Buying Guide: Microwave Ovens

Many people use microwave ovens only for preheating or thawing, but you can use today’s multi-featured units to cook entire meals. And these units do it quickly and efficiently. Since microwave ovens cook food from the inside to the outside, your food almost always comes out fast, hot, and, perhaps most important, not burned!

Another benefit: vegetables cooked by microwave oven retain vitamins and minerals as well as vegetables cooked by steaming. Also, microwave ovens are very efficient in their use of electricity – because they heat only the food and nothing else.

Here’s how it works:

Inside the oven, a magnetron tube produces microwaves, which are radio waves. The waves enter the oven through an opening in the oven cavity. Since microwaves move in a straight line, many ovens employ turntables to rotate food so that it cooks evenly.

When buying a microwave, consider: * The number of people for whom you normally cook and whether the microwave oven will be your primary cooking source. You will need a larger and more powerful unit for a family than you will for just one person. * The size of your cookware. Will it fit in the oven? And if you are planning more advanced cooking, do you need defrost, cook, and keep-warm options? * The room you have for a microwave. In addition to countertop models, you may buy ovens that can be fitted under or built into a cabinet.

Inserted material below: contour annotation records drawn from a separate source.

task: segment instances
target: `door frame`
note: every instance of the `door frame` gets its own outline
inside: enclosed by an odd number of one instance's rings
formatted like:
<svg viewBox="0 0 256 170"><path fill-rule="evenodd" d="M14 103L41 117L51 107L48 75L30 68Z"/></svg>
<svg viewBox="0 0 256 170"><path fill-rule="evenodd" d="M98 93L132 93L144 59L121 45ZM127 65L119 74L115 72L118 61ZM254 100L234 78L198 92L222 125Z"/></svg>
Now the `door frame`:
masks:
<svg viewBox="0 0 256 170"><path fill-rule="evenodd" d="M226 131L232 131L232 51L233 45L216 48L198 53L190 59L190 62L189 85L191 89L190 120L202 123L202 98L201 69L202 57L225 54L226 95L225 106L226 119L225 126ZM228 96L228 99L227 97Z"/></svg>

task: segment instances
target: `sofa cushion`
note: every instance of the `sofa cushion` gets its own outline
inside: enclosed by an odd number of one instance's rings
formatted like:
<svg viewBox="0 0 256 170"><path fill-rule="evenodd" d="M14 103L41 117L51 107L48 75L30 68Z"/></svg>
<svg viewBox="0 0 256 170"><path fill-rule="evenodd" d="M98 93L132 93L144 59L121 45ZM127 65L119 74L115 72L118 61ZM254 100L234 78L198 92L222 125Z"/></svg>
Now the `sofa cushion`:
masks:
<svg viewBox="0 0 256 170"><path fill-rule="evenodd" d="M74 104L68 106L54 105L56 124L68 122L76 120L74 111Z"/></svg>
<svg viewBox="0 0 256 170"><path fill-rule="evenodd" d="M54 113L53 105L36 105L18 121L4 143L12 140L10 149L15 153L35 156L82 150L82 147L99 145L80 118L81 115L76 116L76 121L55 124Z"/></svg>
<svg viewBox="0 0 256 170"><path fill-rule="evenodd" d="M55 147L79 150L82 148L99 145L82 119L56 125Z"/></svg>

Capacity and Power Capacity | Power Compact (less than 0.8 cubic feet)| 500 - 800 watts Midsize (0.8 to 1.2 cubic feet) | 800 - 1000 watts Full-size (1.2 cubic feet and larger) | More than 1000 watts

Remember that cook times offered in recipes will vary based on the wattage of the microwave.

Additional Features

  • Turntables. As stated above, turntables rotate food for even cooking. And you even have the option of models with removable turntables for easy cleaning.
  • Convection. Combined with microwaves' speedy cooking properties, convection efficiently helps turn out delicious, crusty baked goods and juicy roasted meat.
  • Browning. Acts like the broiler in a conventional oven.
  • Probes/Sensors. Enable the oven to determine whether the dish is thoroughly cooked. Also help prevent overcooking.
  • Timers. Most models have timers that are used just like those on a conventional oven. They also take the form of buttons that are really preset timers for certain foods, like popcorn.